Statistical analysis
Data on demographics, clinical scales, CC chemokines, and hippocampal volumes were analyzed using IBM SPSS Statistics, version 27.0 (IBM Corp., Armonk, NY, USA). We used the Shapiro–Wilk test to check whether the data were normally distributed. Box plots were generated to identify outliers. Statistical differences in demographic and clinical characteristics between the two groups were assessed using the chi-square (χ2) test, the independent samples t-test, or the Mann–Whitney U test. Differences among groups in hippocampal subfield volumes, plasma CC chemokine concentrations, and cognitive function scores were examined utilizing a multivariate general linear model (GLM). The Bonferroni correction method was applied for multiple comparisons in the analysis of hippocampal subfield volumes and cognitive function.
The morphological deviations of each subject’s hippocampal surface were quantified using the first_utils vertex-wise analysis script.

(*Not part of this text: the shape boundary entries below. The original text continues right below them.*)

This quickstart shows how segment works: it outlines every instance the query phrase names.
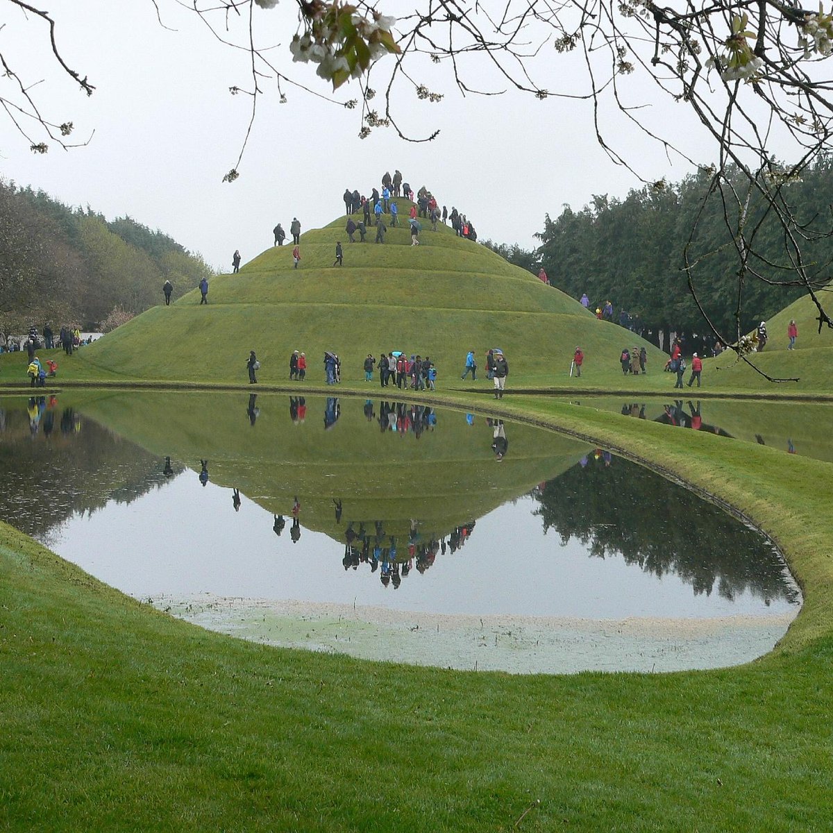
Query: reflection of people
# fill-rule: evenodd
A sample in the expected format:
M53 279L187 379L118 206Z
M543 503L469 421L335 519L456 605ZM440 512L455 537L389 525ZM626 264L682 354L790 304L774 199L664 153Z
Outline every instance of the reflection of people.
M689 400L688 410L691 412L691 421L690 427L694 431L700 431L703 427L703 417L700 415L700 400L697 400L697 407L695 407Z
M257 419L257 415L260 413L260 408L255 406L255 402L257 401L257 393L249 394L249 407L246 409L246 412L249 416L249 422L252 423L252 427L254 427L255 421Z
M503 427L503 420L497 420L495 422L495 429L492 433L491 450L495 452L495 456L498 461L503 459L509 448L509 441L506 440L506 432Z
M275 523L272 525L272 530L275 535L280 536L283 531L283 527L287 526L287 521L282 515L275 516Z
M327 407L324 409L324 428L332 428L338 421L341 406L337 397L327 397Z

This approach calculates the perpendicular distance of each surface mesh vertex from the group average shape in Montreal Neurological Institute (MNI) space, representing local shape expansion or contraction. Group differences in hippocampal shape were assessed using a vertex-wise GLM. A directional (one-tailed) nonparametric permutation test, employing 10,000 permutations with demeaning, was conducted using FSL’s randomise tool to assess statistical significance. To enhance sensitivity to spatially continuous effects while avoiding arbitrary threshold selection, the statistical significance of vertex-wise differences was evaluated using the threshold-free cluster enhancement (TFCE) method (Smith & Nichols, Reference Smith and Nichols2009). Family-wise error (FWE) correction was employed to control for multiple comparisons across the hippocampal surface (Winkler, Ridgway, Webster, Smith, & Nichols, Reference Winkler, Ridgway, Webster, Smith and Nichols2014).

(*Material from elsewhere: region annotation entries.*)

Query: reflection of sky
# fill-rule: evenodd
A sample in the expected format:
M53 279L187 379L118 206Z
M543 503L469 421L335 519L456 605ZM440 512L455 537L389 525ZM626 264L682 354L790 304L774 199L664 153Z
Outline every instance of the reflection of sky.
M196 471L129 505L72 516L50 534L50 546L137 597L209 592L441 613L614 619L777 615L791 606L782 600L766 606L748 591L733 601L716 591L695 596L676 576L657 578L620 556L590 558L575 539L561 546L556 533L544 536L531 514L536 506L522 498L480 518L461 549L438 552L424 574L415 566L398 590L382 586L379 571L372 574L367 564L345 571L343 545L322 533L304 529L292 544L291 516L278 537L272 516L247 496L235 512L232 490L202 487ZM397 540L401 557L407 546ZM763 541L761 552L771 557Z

We also performed a partial correlation analysis to evaluate the relationship between alterations in structures (subfield volume and shape) and plasma CC chemokine levels. All statistical tests were two-tailed, except for the permutation test used in hippocampal shape analysis. All significance thresholds were set at p < 0.05.
Results
Demographic and clinical data of participants
The demographic and clinical data of participants in the MDD and HC groups are outlined in Table 1. The MDD group consisted of 61 participants, while the HC group included 65 individuals. There were no significant differences in age (t = −1.342, p = 0.182), gender (χ2 = 0.050, p = 0.945), body mass index (BMI) (t = −0.310, p = 0.757), or eTIV (t = 1.786, p = 0.077) distribution between the MDD and HC groups. Significant differences were observed between participants with MDD and HC in terms of educational level (t = 2.100, p = 0.038) and HAMD-17 scores (t = −20.153, p < 0.001).

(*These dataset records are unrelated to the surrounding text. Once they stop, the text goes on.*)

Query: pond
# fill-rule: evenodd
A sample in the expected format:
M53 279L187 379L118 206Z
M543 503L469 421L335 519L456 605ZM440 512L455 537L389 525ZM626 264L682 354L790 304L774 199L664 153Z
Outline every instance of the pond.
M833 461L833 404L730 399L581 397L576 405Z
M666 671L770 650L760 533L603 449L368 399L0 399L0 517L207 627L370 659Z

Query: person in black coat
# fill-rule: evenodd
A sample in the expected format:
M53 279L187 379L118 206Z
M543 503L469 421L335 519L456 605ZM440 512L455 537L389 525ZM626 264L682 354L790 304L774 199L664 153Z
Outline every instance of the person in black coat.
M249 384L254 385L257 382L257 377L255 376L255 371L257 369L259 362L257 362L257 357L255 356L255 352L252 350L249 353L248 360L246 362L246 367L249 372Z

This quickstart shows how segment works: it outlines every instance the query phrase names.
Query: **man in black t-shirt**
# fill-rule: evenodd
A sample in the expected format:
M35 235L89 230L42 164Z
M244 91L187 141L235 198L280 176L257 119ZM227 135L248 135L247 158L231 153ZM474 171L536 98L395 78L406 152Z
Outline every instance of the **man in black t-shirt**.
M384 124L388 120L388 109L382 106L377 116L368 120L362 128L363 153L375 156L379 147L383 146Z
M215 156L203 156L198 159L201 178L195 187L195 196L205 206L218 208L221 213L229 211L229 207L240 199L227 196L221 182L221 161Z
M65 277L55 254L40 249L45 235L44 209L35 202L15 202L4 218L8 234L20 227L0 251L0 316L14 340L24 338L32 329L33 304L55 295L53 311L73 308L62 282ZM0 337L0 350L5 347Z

Table 1. Demographic, clinical characteristics, and plasma CC chemokine levels of the participants

Note: BMI, body mass index; CCL11, C-C motif chemokine ligand 11; CCL2, C-C motif chemokine ligand 2; CCL7, C-C motif chemokine ligand 7; CHM, Chinese herbal medicine; eTIV, estimated total intracranial volume; HAMD-17, 17-item Hamilton Rating Scale for Depression; HC, healthy controls; MDD, major depressive disorder; Medication cases, the number of patients receiving antidepressant treatment at the time of the MRI scan; n, number of subjects; SD, standard deviation; Values are expressed as mean (SD) or n (%).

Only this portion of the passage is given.